Ho conosciuto Davide Nicola un giorno di febbraio di quattro anni fa. Lui allenava il Crotone che annaspava in fondo alla classifica della Serie A e veniva dipinto come già retrocesso. Io andavo in giro per l’Italia a raccontare storie di sport. Ci siamo incontrati a Steccato di Cutro, località balneare sullo Ionio, a 40 chilometri da Crotone. La squadra pitagorica si allenava lì. Oggi non mi stupisce che la rinascita del Toro porti il nome del torinese torinista Nicola. Non mi stupisce perché penso che l’impresa granata di cui egli è titolare dal 19 gennaio scorso, affondi le radici in ciò di cui fu capace nella passionale e appassionata realtà del club di Gianni e Raffaele Junior Vrenna, del formidabile scopritore di talenti a nome Beppe Ursino. Una realtà unica e ammirevole, che tale rimane, anche se la seconda avventura in Serie A non è stata baciata dalla fortuna.

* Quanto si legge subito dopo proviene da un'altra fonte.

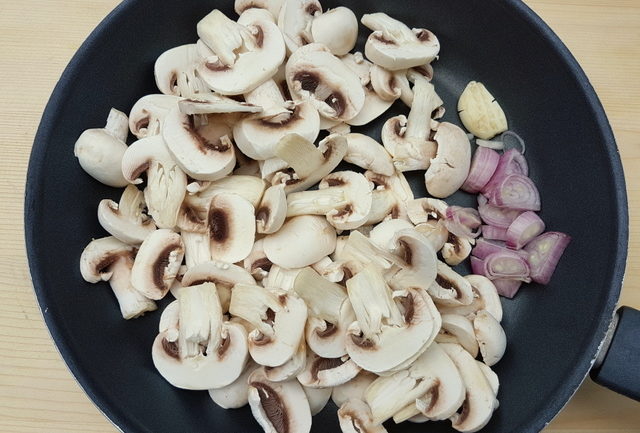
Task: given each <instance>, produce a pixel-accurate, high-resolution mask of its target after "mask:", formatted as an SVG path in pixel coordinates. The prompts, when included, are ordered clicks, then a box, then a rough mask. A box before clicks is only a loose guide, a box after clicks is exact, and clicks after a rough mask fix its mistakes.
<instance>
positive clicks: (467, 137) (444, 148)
mask: <svg viewBox="0 0 640 433" xmlns="http://www.w3.org/2000/svg"><path fill="white" fill-rule="evenodd" d="M433 139H434V141H435V142H436V143H437V149H438V150H437V154H436V156H435V157H434V158H433V159H431V165H430V166H429V168H428V170H427V172H426V173H425V175H424V181H425V185H426V186H427V191H429V194H431V195H432V196H434V197H438V198H445V197H449V196H450V195H451V194H453V193H454V192H456V191H457V190H458V189H460V187H461V186H462V184H463V183H464V181H465V180H466V179H467V176H468V175H469V168H470V167H471V144H470V143H469V138H468V137H467V134H466V133H465V132H464V131H463V130H462V129H460V128H459V127H458V126H456V125H454V124H452V123H447V122H443V123H440V124H439V125H438V129H437V130H436V134H435V135H434V137H433Z"/></svg>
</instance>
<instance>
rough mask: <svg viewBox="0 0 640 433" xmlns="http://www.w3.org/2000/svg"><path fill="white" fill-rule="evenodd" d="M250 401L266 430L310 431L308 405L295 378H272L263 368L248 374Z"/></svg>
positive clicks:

A Crotone, nell’andata Nicola inanellò la miseria di 9 punti e girò all’ultimo posto. Al ritorno, di punti ne totalizzò 25, di cui 20 fra aprile e maggio. Si salvò all’ultima giornata e per Crotone fu come se avesse vinto lo scudetto. Quel giorno a Steccato di Cutro, raccontandomi la sua idea di calcio, mi colpì una frase di Davide: «Tutti dicono che siamo spacciati, che non ci salveremo mai, che non abbiamo speranza. Io, invece, guardo i miei giocatori mentre si allenano e capisco che ce la faremo. Vedo quanto si impegnano, quanto ci danno dentro, quanto sgobbano. La gloria maggiore di un uomo non risiede nei suoi errori, ma nella sua capacità di risollevarsi ogni volta che cadiamo». Scoprii più tardi il riferimento alla massima di Confucio e, ripensando alla filosofia Kaizen citata dall’allenatore prima della trasferta di Udine, ne ho dedotto che tutto si tiene, anche in Nicola. Kai: miglioramento, cambiamento; zen: buono, migliore. La forza segreta dell’ex ragazzo di Luserna San Giovanni affonda le sue radici anche nel dolore tremendo con cui la vita l’ha messo alla prova e al quale ha reagito con una straordinaria prova di volontà, di coraggio, di determinazione. Tutto ciò che Nicola sta trasmettendo al suo Toro e, questo, i tifosi l’hanno capito.
Da quanto tempo, vivaddio, non vedevamo giocare i granata come hanno giocato contro la Roma, semifinalista di Europa League, dov’era approdata tre giorni prima eliminando l’Ajax, due anni fa semifinalista di Champions? E come non rimarcare il rapporto speciale intrattenuto da Nicola con Belotti, sul campo capace di incarnare perfettamente l’archetipo del granata vero o del vero granata, che poi sono la stessa cosa? La strada che porta alla salvezza è ancora lunga e lastricata di ostacoli, il Toro lo sa bene e dietro l’angolo si staglia già la sagoma inconfondibile di Sinisa Mihajlovic. Nel frattempo, Urbano Cairo farebbe qualcosa di molto granata accelerando i tempi della conferma di Nicola e del prolungamento di contratto di Belotti. L’uno e l’altro incarnano i valori dello sport. Sono l’immagine autentica di che cosa sia il calcio vero; il calcio che amiamo, impastato di storia, di passione, di rispetto dell’avversario da contrapporre al plastificato torneo privato chiamato Superlega, insopportabile, commerciale oltraggio alla natura stessa del football.